Minimum Number Of Stabs To Kill King

Let’s try to do this problem using recursion, as the problem follows optimal substructure property. That is from any particular value say ‘X’, there are limited possible transitions that you could make.

1. If the value of ‘N’ is equal to 1, then we can use only the first kind of stab to kill the king, i.e. do -1 to reduce the health to 0, and the king shall die.
2. Base Case for recursion is when current health ‘X’ becomes equal to ‘N’, then return 0, as we want to kill the king with initial health ‘N’.
3. In other cases, let’s think if we are at some health ‘X’, then what all values of health can be reduced to ‘X’ using two types of stab.
4. We can get from ‘X’ + 1 to ‘X’ using the first type of stab.
5. We can get from 2*X, 3*X, ….(X)*X  to X, as max('H1', ‘H2’) will be value X.
6. Recursion idea is similar except, one more constraint is added that ‘i’*'X' <= ‘N’, which is obvious.
7. We also want to minimise the number of stabs, so at every point of transitions, try to minimise the number of transitions.
8. You can apply recursion from left to right or from right to left i.e from 1 to ‘N’ or from ‘N’ to 1
9. Here we have applied recursion from left to right(1 to 'N').

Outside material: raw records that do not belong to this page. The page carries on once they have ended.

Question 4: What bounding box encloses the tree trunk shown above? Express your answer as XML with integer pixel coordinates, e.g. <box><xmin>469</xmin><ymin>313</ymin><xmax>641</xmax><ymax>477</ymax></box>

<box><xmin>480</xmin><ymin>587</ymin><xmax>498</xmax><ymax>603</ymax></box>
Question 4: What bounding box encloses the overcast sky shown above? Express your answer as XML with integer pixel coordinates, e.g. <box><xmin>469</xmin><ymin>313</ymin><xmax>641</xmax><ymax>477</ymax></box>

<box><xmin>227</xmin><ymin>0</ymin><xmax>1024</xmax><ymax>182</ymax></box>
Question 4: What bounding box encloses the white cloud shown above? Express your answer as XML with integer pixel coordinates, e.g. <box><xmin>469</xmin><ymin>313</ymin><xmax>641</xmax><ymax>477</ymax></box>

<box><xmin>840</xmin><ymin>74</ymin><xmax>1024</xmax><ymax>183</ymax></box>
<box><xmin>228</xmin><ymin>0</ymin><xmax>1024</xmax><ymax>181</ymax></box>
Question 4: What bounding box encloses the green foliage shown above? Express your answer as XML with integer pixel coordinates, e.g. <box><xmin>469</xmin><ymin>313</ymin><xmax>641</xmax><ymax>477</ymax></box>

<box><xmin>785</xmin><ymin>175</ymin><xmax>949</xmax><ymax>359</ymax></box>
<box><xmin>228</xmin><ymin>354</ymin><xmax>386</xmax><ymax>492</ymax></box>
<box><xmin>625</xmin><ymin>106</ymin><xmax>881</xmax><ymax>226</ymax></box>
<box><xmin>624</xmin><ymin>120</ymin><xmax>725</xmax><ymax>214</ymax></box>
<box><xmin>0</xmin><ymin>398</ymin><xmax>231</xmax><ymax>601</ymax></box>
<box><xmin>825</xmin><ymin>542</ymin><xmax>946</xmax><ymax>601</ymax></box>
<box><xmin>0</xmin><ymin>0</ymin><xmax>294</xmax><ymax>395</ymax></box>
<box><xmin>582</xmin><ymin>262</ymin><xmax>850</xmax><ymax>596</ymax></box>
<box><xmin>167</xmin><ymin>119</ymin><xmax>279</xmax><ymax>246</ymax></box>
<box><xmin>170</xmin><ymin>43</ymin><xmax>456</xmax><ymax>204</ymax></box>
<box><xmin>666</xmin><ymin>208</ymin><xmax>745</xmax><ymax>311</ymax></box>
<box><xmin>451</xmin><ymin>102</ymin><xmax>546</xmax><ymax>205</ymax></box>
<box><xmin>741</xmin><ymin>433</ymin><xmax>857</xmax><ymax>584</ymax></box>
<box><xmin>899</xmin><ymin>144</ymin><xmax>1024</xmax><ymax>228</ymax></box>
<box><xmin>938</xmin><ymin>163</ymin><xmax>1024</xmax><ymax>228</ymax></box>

O(2 ^ sqrt(N)), where ‘N’ is the initial health of the king.

We call recursive function ‘N’ times for calculating the stabs for each subproblems generating all possible ways which can be up to 2 ^ 'N' and in which we run a loop over multiples of health in each call which can be maximum up to O(sqrt(N)). Hence, the overall time complexity will be O(2 ^ sqrt(N)). 

O(N), where ‘N’ is the initial health of the king.

Recursive stack is called ‘N’ for calculating stab for health 1 to ‘N’. Hence, the overall space complexity will be O(N).